What is your decision procedure for "roll my own" versus "introduce a new dependency"?
The value of code reuse is widely touted, and for good reason, but it does not come for free. Joel's In Defense of Not-Invented-Here Syndrome makes the point that you don't always want to be at the mercy of outside entities.
I work in big science. Most projects have a few custom software tools (DAQ systems, analyzers, simulations, etc.) which are generally built using pretty well organized process and decent coding practices. They also come with a raft of little tools, which are often banged up by one scientist, and put into productions with little of no processes at all.
Each of these tools need to do some of:
- Process options
- Read configuration files
- Extract metadata from other files
- ...etc...etc...etc...
This is a diverse and non-standardized hardware and software environment, and a coder can't make many assumptions about what tool/libraries/compilers a colleague will have (much less what version of each), so adding a dependency is fraught with danger and portability costs.
But rolling your own takes time, risks introducing untold numbers of bugs, and guarantees no one else will understand the tool.
So what goes into this decision?
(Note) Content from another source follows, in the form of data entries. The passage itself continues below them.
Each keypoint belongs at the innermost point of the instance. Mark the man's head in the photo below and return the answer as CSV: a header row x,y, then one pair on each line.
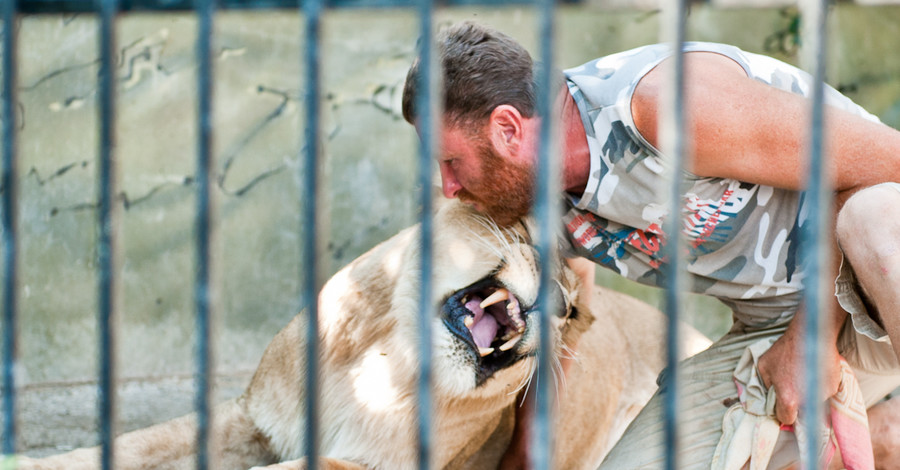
x,y
489,123
483,69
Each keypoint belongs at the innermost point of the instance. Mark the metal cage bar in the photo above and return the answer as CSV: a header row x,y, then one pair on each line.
x,y
106,242
428,125
309,177
546,212
204,231
9,226
814,237
674,144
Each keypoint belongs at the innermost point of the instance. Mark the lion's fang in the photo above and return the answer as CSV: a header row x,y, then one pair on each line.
x,y
509,344
499,295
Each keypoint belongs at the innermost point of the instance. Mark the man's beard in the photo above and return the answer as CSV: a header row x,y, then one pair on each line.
x,y
505,191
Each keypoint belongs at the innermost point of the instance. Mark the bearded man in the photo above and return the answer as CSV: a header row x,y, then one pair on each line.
x,y
742,214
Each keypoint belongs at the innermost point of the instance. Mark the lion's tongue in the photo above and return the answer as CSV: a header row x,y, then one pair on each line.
x,y
484,327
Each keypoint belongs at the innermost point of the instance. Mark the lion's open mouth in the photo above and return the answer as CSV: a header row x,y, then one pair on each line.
x,y
491,320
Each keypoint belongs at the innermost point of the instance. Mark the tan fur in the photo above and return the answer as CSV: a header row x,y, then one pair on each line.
x,y
369,356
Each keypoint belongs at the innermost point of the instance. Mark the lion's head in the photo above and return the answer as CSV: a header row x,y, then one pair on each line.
x,y
486,286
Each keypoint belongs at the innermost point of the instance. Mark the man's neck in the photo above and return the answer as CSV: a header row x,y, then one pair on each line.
x,y
576,164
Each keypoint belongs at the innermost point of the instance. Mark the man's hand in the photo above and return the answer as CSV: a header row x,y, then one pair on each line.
x,y
783,367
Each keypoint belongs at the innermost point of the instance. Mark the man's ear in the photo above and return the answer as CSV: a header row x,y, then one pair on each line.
x,y
505,130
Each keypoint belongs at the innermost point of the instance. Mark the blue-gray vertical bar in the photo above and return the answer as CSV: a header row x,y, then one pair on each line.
x,y
815,236
674,130
106,252
427,125
9,227
203,230
548,221
312,11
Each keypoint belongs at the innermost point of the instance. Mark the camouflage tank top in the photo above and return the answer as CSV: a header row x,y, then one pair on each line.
x,y
742,239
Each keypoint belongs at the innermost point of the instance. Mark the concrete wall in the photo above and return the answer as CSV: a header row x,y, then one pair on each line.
x,y
369,161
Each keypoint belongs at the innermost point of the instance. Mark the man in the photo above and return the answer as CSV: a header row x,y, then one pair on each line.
x,y
742,214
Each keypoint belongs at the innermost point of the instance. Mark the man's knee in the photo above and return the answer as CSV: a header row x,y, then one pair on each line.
x,y
870,219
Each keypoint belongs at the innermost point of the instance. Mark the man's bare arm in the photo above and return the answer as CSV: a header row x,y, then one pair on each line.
x,y
746,130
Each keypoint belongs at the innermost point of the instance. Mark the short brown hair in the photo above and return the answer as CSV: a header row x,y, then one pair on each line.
x,y
482,69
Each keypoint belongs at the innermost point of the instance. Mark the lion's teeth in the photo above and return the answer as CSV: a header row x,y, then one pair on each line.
x,y
499,295
509,344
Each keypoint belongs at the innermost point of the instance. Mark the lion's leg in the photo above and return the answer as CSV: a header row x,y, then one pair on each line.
x,y
236,444
324,463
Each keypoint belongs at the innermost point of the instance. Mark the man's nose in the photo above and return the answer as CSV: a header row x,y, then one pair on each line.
x,y
449,183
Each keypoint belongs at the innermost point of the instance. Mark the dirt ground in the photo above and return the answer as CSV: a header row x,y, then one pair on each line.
x,y
56,418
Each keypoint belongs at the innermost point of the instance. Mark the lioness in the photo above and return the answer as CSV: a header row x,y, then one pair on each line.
x,y
485,291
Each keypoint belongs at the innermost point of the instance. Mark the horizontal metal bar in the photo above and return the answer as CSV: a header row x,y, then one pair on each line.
x,y
87,6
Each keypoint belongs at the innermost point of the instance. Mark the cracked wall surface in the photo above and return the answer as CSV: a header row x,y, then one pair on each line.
x,y
369,161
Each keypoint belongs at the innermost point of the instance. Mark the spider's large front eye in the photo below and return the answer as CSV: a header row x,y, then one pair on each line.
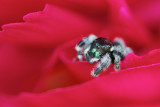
x,y
96,54
92,51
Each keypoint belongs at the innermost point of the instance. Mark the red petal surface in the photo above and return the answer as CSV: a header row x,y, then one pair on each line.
x,y
50,27
138,86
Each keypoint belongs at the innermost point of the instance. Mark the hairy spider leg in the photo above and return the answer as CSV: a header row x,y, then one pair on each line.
x,y
102,65
83,45
120,50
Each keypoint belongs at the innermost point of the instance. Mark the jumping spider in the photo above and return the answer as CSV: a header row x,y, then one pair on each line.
x,y
100,49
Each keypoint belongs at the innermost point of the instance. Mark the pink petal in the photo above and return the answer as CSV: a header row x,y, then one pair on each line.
x,y
21,67
13,11
50,27
124,24
138,86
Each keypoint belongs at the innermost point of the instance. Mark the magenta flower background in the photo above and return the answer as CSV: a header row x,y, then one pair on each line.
x,y
37,40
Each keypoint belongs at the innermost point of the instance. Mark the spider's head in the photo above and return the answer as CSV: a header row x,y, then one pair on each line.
x,y
95,53
99,47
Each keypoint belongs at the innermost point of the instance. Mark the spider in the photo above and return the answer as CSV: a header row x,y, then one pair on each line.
x,y
100,49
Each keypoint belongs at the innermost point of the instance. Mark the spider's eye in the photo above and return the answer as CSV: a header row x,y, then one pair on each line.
x,y
92,51
96,54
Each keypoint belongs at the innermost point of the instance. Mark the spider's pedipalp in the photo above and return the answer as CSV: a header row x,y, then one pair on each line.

When do you drag in third party utilities for handling configuration files, and other mundane task, and when do you write a little something of your own?
(Edit: the initial version of the title seems to have led several helpful people astray. My fault. I thought I was being clever.
The question I meant to ask is when to roll my own for any of those basics task that programs do over and over again, when I have a very diverse set of environments I may need to export the code to.)